Jacksonville

Vacant Northside School to Become 120-Unit Lifeline for Jacksonville Educators

AI Assisted Icon
Published on April 15, 2026
Vacant Northside School to Become 120-Unit Lifeline for Jacksonville EducatorsSource: Google Street View

A long-vacant elementary school on Jacksonville’s Northside is on track to get a second life as affordable housing, with a significant slice earmarked for the people who run local classrooms. The former Lake Forest Elementary campus is slated to become the Village at Lake Forest, an affordable-housing community with roughly 120 apartments and an on-site early-learning space run by the school district. City and nonprofit leaders are expected to gather for a groundbreaking at 901 Kennard Street, and developers say the project is designed to help Duval County Public Schools recruit and keep teachers and staff who struggle to find housing nearby.

Ability Housing, the Jacksonville nonprofit leading the redevelopment, plans to reserve 25% of the apartments for Duval County Public Schools faculty and staff under what the developer calls a first-of-its-kind agreement, according to News4JAX. That report also notes that DCPS will operate the on-site early learning center and that local leaders, including the mayor along with nonprofit and banking partners, are scheduled to speak at the ceremony. Ability Housing says the package of on-site services is meant to support both families who will live at the complex and district employees who will be prioritized for units.

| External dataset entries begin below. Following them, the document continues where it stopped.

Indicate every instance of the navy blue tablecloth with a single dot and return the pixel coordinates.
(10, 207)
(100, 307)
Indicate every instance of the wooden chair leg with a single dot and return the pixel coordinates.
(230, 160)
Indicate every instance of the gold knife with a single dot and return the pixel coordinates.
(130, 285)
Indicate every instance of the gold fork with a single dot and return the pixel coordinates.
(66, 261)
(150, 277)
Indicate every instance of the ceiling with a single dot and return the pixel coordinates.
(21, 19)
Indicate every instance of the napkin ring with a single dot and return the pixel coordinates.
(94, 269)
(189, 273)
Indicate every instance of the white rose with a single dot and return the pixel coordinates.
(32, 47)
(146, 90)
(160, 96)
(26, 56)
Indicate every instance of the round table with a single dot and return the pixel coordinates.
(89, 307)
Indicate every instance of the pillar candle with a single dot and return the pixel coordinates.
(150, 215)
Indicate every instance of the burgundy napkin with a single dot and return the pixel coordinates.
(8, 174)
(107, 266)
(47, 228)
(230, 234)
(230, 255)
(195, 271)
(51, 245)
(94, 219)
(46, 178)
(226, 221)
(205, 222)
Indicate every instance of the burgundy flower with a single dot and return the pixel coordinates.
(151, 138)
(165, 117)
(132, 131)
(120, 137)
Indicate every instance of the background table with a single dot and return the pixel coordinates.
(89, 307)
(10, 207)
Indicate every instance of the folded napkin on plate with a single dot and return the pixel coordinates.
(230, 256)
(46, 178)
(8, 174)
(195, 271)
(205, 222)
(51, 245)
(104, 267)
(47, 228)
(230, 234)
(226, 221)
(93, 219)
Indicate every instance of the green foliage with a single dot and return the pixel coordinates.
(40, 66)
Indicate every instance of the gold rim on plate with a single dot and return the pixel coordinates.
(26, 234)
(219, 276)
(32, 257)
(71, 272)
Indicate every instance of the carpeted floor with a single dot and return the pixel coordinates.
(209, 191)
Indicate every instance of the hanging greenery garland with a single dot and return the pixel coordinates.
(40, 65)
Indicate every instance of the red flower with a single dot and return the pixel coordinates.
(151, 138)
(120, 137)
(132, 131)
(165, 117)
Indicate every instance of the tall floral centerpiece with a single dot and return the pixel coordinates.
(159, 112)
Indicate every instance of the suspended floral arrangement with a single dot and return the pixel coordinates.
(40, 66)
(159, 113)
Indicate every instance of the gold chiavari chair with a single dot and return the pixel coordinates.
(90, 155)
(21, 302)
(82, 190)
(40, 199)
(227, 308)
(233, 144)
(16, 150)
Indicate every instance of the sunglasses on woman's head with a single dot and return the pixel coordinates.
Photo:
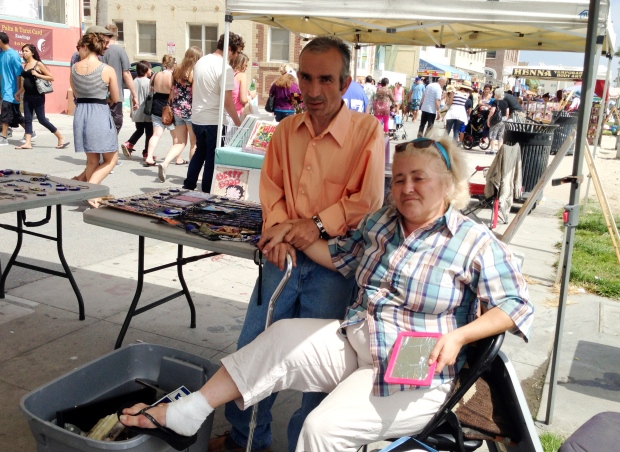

From Campus to Courtyard: The Site and Zoning

The proposed redevelopment covers roughly 9.9 acres at 901 Kennard Street and was approved through a Planned Unit Development to allow multi-family housing, according to city zoning documents. Filings from the City of Jacksonville show the PUD could allow up to 180 dwelling units and leaves the door open for either adapting existing school structures or building new garden-style apartments. Local reporting and permitting records indicate that Ability Housing’s current plan centers on about 120 apartments rather than building out to the full PUD maximum. Florida YIMBY has followed earlier design concepts and permitting activity for the site.

Financing and Backers

Developers are stacking philanthropic capital and public gap financing to keep rents below market levels. The Community Foundation for Northeast Florida approved a $500,000 loan to help bridge financing needs for the Lake Forest project, according to the foundation’s announcement. The Community Foundation for Northeast Florida described the investment as critical gap funding for the redevelopment. City housing records show the project is also seeking additional support: the Jacksonville Housing Finance Authority’s 2024 annual report lists the Village of Lake Forest as requiring a $2.5 million gap loan that had not closed at the time of the report. The Jacksonville Housing Finance Authority notes that finalizing the financing package remains a key hurdle before construction can fully move forward.

Why This Matters Locally

Housing affordability continues to be a sore spot across Jacksonville, and the income thresholds that define “affordable” show why. Local reporting and HUD income tables put the metro’s 2025 median income above $100,000, which in turn sets the 80% area median income benchmark, a common target for workforce housing, near roughly $82,000 for a family of four in the Jacksonville area. Jacksonville Today and HUD-based tables used by housing practitioners lay out those thresholds and highlight the gap between typical earnings and market rents. Developers and housing officials say projects that reserve units for essential workers, including teachers, are one of several tools to help staff live in the communities they serve instead of being priced out.

What’s Next

Organizers say a groundbreaking will mark the formal start of work at the Kennard Street site, but how quickly construction ramps up will depend on closing the remaining financing and clearing any final permitting steps. If the outstanding gap loan and other documentation come together, Ability Housing expects to move from site preparation into full construction, though no firm move-in date has been announced. City officials and the developer say they will share more detailed timelines once the financing package is finalized.